The word "Romantic" has many connotations. First, there is the soft lit, languorous sharing of the hearts between two lovers in sumptuous privacy. Schumann's slow movement gives us this setting: an exquisite operatic duet for violin and cello with all the loving and intertwined filigree these instruments can "sing." Its motion sustains a gentle, romantic waltz. But "Romantic" in the sense of Schumann's historical period and artistic style implies a much broader adventurousness than "romance". Drama, heroism and tragedy, the wild snares of natural passion and bold juxtapositions are the qualities of Schumann's music that make it quintessentially romantic. The same slow movement embodies this as well: in the midst of a quiet pas de deux, a dark chromatic mountain rears its stormy head. There is danger and challenge ahead along with a dizzy memory of the swirling arpeggio from the trio's first bars. Schumann the storyteller succumbs to a hallucination. The storm abates, a rose petal softly drops on the linen, and Schumann cradles us back into a dream.

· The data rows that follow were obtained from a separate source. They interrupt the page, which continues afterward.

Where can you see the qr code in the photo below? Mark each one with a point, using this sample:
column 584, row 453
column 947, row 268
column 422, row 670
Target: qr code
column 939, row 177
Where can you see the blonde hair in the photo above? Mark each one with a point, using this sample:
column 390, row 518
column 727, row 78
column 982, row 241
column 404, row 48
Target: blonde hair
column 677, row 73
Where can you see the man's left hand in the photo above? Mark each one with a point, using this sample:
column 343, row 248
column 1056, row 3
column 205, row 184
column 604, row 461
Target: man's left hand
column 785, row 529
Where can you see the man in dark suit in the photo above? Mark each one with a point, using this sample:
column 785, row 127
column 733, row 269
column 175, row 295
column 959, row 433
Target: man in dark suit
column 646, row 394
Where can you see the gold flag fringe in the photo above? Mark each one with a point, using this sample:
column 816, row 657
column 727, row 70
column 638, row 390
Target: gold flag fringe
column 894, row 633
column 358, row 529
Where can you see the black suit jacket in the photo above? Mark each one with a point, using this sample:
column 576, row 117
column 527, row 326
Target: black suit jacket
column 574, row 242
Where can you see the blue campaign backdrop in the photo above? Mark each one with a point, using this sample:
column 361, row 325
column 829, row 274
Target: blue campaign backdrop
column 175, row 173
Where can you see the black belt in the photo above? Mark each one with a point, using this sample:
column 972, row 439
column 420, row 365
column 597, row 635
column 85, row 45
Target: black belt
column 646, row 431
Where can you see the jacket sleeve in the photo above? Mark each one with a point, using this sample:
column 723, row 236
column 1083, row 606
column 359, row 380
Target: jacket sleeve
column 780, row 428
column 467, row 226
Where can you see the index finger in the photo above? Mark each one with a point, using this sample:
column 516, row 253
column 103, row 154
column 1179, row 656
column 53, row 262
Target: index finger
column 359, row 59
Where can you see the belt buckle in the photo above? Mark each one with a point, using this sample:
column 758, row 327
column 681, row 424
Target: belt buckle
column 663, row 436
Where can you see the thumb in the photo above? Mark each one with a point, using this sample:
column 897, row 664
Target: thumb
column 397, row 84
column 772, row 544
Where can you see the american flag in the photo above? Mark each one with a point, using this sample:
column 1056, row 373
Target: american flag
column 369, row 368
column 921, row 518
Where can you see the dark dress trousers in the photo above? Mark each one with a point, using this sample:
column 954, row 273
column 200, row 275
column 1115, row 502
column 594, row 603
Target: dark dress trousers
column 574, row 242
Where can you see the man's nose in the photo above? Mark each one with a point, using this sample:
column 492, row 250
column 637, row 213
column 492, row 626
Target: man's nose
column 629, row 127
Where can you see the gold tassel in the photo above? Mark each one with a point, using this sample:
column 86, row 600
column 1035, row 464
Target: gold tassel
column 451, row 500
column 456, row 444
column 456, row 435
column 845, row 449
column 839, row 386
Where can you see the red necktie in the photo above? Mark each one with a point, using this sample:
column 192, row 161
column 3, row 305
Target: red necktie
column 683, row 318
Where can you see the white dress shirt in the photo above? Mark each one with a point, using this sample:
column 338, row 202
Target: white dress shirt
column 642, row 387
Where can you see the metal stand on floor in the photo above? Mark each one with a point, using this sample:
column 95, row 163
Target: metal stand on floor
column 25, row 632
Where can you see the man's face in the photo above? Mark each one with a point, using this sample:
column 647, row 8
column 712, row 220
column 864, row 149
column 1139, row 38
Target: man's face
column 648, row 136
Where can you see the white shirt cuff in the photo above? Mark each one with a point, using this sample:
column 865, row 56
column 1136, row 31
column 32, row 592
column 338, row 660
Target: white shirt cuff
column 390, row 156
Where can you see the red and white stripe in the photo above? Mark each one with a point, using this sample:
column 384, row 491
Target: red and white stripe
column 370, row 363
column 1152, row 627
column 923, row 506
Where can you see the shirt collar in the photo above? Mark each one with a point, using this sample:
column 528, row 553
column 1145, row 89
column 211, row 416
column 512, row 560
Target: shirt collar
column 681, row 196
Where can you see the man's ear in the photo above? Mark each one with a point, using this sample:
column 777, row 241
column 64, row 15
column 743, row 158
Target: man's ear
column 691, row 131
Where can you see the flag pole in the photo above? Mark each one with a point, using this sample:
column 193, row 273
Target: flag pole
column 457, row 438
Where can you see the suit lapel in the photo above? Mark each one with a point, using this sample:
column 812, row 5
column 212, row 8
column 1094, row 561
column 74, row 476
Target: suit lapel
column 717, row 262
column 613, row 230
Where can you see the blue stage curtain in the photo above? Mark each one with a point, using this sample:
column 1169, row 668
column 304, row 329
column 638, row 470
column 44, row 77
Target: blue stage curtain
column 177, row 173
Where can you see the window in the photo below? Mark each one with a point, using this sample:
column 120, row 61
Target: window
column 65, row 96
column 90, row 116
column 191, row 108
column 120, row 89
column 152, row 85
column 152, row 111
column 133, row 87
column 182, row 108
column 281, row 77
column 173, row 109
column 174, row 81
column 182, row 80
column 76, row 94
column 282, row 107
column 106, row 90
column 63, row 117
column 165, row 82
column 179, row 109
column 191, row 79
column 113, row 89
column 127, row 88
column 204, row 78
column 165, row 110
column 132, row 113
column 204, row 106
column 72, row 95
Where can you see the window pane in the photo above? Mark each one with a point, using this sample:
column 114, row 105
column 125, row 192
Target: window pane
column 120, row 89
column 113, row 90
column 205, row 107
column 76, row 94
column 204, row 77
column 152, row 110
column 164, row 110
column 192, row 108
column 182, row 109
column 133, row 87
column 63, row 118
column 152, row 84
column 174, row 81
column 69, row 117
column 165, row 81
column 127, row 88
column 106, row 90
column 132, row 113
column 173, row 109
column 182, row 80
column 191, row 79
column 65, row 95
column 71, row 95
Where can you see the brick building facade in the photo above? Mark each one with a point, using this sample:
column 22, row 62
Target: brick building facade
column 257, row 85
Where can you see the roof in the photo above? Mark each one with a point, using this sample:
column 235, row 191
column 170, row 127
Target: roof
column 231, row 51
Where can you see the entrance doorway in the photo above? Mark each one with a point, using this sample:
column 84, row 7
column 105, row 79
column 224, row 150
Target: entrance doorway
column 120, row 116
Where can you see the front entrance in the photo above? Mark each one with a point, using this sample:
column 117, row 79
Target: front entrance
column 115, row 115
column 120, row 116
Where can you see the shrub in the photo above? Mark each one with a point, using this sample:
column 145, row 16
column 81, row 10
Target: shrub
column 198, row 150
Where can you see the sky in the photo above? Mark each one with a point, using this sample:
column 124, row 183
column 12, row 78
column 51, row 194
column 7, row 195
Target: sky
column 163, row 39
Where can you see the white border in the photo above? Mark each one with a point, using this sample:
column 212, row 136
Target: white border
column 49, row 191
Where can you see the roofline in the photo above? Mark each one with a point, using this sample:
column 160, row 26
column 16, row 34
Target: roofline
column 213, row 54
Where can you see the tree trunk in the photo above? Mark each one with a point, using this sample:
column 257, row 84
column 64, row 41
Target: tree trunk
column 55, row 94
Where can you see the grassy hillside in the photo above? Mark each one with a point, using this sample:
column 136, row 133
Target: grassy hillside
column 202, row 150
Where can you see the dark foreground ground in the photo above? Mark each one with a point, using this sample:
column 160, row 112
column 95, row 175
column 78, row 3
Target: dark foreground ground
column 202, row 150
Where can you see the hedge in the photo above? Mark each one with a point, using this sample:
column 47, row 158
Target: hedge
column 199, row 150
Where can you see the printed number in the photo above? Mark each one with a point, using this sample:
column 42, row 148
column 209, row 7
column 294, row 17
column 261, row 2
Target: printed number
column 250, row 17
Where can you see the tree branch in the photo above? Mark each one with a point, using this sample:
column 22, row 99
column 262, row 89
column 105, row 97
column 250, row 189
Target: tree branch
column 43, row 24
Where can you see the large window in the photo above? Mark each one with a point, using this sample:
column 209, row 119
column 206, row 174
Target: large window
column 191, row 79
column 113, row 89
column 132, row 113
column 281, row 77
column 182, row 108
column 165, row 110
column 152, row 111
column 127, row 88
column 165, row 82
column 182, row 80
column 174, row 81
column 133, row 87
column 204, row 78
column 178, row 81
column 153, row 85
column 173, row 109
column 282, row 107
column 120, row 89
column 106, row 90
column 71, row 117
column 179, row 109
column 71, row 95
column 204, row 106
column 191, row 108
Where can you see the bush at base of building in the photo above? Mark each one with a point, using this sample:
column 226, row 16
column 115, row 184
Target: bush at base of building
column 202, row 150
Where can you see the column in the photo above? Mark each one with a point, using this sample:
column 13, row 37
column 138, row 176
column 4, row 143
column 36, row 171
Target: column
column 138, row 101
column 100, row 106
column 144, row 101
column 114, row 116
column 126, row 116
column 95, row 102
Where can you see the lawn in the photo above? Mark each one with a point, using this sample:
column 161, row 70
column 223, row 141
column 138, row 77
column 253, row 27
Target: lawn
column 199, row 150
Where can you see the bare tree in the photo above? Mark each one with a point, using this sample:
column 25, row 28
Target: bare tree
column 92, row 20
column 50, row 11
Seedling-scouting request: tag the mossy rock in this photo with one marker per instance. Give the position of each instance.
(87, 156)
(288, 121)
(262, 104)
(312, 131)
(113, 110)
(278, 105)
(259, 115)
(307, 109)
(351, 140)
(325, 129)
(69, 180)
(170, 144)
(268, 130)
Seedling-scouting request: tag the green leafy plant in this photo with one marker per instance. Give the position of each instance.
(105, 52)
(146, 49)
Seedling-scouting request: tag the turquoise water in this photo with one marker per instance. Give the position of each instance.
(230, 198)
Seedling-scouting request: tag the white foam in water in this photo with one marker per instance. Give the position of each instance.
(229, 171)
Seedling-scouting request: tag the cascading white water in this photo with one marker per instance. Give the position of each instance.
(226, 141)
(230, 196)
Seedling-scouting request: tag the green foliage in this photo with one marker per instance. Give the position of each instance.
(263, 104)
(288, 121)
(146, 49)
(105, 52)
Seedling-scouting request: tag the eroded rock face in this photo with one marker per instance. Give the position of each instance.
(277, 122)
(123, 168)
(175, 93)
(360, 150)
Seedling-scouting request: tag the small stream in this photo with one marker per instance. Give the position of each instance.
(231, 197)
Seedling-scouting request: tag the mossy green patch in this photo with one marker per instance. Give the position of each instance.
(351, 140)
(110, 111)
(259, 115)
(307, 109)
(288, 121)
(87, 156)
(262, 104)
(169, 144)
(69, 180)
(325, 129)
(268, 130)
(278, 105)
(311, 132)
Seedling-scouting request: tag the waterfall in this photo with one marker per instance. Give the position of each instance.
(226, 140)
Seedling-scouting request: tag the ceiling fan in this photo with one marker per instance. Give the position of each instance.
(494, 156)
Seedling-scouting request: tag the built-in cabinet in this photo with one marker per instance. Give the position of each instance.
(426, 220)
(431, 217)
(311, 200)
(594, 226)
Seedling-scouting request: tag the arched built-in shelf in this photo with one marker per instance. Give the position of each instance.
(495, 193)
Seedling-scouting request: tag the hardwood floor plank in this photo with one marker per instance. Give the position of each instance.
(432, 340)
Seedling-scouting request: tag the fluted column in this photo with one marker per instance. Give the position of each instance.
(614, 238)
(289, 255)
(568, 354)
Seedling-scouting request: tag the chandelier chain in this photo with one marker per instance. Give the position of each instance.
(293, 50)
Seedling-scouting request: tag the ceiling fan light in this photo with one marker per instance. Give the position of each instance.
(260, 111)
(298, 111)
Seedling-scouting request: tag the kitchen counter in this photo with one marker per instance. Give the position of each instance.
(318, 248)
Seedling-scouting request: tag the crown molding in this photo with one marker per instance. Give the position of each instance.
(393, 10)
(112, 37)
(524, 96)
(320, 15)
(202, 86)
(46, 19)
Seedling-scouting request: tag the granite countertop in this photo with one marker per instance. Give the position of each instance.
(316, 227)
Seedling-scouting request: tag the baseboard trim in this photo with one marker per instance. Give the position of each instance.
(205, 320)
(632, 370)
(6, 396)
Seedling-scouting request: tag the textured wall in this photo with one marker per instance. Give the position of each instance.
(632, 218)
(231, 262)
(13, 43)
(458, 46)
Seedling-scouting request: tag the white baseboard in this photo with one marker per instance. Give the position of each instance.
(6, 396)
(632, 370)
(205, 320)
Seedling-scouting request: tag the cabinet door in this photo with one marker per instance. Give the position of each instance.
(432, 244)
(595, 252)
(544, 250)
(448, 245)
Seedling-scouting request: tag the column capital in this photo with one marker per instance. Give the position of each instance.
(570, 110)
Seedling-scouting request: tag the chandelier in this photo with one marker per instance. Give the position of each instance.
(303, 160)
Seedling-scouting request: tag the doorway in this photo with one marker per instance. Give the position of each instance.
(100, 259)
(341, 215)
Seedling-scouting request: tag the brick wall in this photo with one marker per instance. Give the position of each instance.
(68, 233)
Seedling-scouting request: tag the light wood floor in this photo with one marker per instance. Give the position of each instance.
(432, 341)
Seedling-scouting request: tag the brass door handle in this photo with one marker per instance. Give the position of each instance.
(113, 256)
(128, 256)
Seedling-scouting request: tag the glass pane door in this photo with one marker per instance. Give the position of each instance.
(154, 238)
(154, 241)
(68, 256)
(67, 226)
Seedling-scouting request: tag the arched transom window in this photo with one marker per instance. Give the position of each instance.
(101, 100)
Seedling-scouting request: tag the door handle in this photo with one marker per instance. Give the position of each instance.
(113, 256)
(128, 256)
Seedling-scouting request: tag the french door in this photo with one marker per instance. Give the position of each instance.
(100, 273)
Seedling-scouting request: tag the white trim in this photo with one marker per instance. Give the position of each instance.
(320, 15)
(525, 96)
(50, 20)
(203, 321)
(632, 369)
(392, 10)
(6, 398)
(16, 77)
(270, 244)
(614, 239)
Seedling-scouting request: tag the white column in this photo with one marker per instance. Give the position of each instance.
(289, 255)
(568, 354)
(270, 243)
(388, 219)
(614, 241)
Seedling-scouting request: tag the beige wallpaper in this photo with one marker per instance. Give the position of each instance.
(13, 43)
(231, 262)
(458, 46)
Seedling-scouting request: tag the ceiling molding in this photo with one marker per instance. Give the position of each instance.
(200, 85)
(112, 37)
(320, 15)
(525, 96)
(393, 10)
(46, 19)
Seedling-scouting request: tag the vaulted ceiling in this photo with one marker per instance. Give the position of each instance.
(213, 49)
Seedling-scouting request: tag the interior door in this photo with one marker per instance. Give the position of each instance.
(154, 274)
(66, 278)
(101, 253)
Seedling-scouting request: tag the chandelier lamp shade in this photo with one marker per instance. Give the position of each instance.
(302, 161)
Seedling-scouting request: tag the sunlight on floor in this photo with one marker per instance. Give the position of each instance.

One central vein in the Romantic tradition is literary. Schumann the reader, the writer and the storyteller was also the great composer of character pieces, little tableaux like illustrated pages in a book with narrative suggestions and recurring dramatis personae. The final two movements show this aspect of Schumann in a series of short studies running through a scherzo with two trios and a lengthy, episodic rondo marked "energetically, with humor." There are suggestive thematic links between the two movements and each tells a kind of fairy tale in multiple acts. The finale features more dance and multiple instances of Schumann's inspired inclination for the march, proud and valorous, as well as foolhardy and satirical. This patchwork of miniatures includes some final amorous swells and even an additional colorful swatch of fugato for an entr'acte. A most dramatic trio in g minor ends with a carnival. Schumann composed this third piano trio towards the end of his life, a time in which he was unquestionably in the grips of incipient madness. The trio is sometimes criticized for its haphazardness and repetition yet it is studded with jewels and suffused with a personality that is so recognizably and purely Schumann's. Who will listen perchance to truly follow his phantasmagoric musical imagination through this tale of emphatic visions?